Tensor-Train Split Operator KSL (TT-SOKSL) Method for Quantum Dynamics
Simulations
- URL: http://arxiv.org/abs/2203.00527v2
- Date: Wed, 18 May 2022 15:19:47 GMT
- Title: Tensor-Train Split Operator KSL (TT-SOKSL) Method for Quantum Dynamics
Simulations
- Authors: Ningyi Lyu, Micheline B. Soley, Victor S. Batista
- Abstract summary: We introduce the tensor-train split-operator KSL (TT-SOKSL) method for quantum simulations in tensor-train (TT)/matrix product state (MPS) representations.
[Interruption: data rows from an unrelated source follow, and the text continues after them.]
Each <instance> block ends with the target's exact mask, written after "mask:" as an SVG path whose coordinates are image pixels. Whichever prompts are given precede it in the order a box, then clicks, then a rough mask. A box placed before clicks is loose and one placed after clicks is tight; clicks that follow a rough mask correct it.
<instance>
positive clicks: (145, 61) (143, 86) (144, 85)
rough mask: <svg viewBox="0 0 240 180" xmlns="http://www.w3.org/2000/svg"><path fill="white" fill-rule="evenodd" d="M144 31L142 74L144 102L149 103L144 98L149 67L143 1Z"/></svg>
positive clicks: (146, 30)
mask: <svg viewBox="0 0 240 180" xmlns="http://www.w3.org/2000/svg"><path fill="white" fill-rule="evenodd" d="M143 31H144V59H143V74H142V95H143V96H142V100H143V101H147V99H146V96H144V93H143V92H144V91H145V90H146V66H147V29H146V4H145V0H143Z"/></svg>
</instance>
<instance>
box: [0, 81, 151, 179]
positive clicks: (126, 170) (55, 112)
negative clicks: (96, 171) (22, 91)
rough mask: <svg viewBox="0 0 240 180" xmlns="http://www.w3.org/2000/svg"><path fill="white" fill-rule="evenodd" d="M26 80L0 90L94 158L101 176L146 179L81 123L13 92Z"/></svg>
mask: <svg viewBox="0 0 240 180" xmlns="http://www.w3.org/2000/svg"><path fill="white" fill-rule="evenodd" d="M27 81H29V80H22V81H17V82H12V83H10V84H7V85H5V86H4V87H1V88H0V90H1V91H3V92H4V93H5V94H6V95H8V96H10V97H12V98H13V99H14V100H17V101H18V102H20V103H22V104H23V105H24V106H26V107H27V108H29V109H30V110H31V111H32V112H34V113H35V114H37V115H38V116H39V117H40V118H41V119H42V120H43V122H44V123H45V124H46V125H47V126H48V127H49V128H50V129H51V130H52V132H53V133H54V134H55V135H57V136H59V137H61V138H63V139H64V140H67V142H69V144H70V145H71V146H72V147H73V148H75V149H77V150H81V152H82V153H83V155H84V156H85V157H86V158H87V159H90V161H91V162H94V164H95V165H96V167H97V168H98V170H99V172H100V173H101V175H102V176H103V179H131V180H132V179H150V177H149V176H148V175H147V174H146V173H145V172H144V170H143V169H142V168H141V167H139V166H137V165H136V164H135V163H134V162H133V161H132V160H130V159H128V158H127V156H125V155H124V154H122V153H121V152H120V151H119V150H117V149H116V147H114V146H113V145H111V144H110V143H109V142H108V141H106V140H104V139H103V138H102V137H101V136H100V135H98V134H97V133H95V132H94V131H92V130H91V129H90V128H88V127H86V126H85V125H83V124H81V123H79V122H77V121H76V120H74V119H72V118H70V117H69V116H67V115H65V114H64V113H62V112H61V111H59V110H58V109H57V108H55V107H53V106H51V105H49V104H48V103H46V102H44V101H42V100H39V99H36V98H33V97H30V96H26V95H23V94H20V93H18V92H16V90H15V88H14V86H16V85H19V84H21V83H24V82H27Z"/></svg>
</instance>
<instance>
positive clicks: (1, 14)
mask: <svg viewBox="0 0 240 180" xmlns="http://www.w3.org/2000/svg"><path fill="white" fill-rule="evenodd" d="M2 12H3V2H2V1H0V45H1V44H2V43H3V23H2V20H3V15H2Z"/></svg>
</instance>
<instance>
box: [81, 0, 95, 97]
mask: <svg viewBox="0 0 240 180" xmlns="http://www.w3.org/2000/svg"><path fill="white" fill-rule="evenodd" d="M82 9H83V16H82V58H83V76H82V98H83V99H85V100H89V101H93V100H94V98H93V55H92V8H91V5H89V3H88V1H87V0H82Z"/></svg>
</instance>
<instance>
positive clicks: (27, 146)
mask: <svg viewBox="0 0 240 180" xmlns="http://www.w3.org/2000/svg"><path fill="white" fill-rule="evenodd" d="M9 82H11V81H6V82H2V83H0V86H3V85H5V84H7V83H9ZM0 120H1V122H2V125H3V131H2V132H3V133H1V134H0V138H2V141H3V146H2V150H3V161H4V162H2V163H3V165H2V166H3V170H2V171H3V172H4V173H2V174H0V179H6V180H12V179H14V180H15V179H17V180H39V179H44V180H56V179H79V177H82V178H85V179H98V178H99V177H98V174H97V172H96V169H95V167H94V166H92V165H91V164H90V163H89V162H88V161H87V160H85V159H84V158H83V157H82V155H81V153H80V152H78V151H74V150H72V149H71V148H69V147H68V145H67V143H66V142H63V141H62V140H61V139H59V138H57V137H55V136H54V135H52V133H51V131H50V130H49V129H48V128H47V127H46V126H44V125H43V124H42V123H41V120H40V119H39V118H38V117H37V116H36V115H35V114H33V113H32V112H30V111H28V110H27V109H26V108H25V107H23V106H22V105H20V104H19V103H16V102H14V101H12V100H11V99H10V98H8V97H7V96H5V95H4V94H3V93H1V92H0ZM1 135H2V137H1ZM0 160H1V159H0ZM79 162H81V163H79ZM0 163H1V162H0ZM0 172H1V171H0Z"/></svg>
We demonstrate the accuracy and efficiency of TT-SOKSL as applied to simulations of the photoisomerization of the retinal chromophore in rhodopsin.
- Score: 0.0
- License: http://creativecommons.org/licenses/by/4.0/
- Abstract: Numerically exact simulations of quantum reaction dynamics, including
non-adiabatic effects in excited electronic states, are essential to gain
fundamental insights into ultrafast chemical reactivity and rigorous
interpretations of molecular spectroscopy. Here, we introduce the tensor-train
split-operator KSL (TT-SOKSL) method for quantum simulations in tensor-train
(TT)/matrix product state (MPS) representations. TT-SOKSL propagates the
quantum state as a tensor train using the Trotter expansion of the
time-evolution operator, as in the tensor-train split-operator Fourier
transform (TT-SOFT) method. However, the exponential operators of the Trotter
expansion are applied using a rank adaptive TT-KSL scheme instead of using the
scaling and squaring approach as in TT-SOFT. We demonstrate the accuracy and
efficiency of TT-SOKSL as applied to simulations of the photoisomerization of
the retinal chromophore in rhodopsin, including non-adiabatic dynamics at a
conical intersection of potential energy surfaces. The quantum evolution is
described in full dimensionality by a time-dependent wavepacket evolving
according to a two-state 25-dimensional model Hamiltonian. We find that
TT-SOKSL converges faster than TT-SOFT with respect to the maximally allowed
memory requirement of the tensor-train representation and better preserves the
norm of the time-evolving state. When compared to the corresponding simulations
based on the TT-KSL method, TT-SOKSL has the advantage of avoiding the need of
constructing the matrix product state Laplacian by exploiting the linear
scaling of multidimensional tensor train Fourier transforms.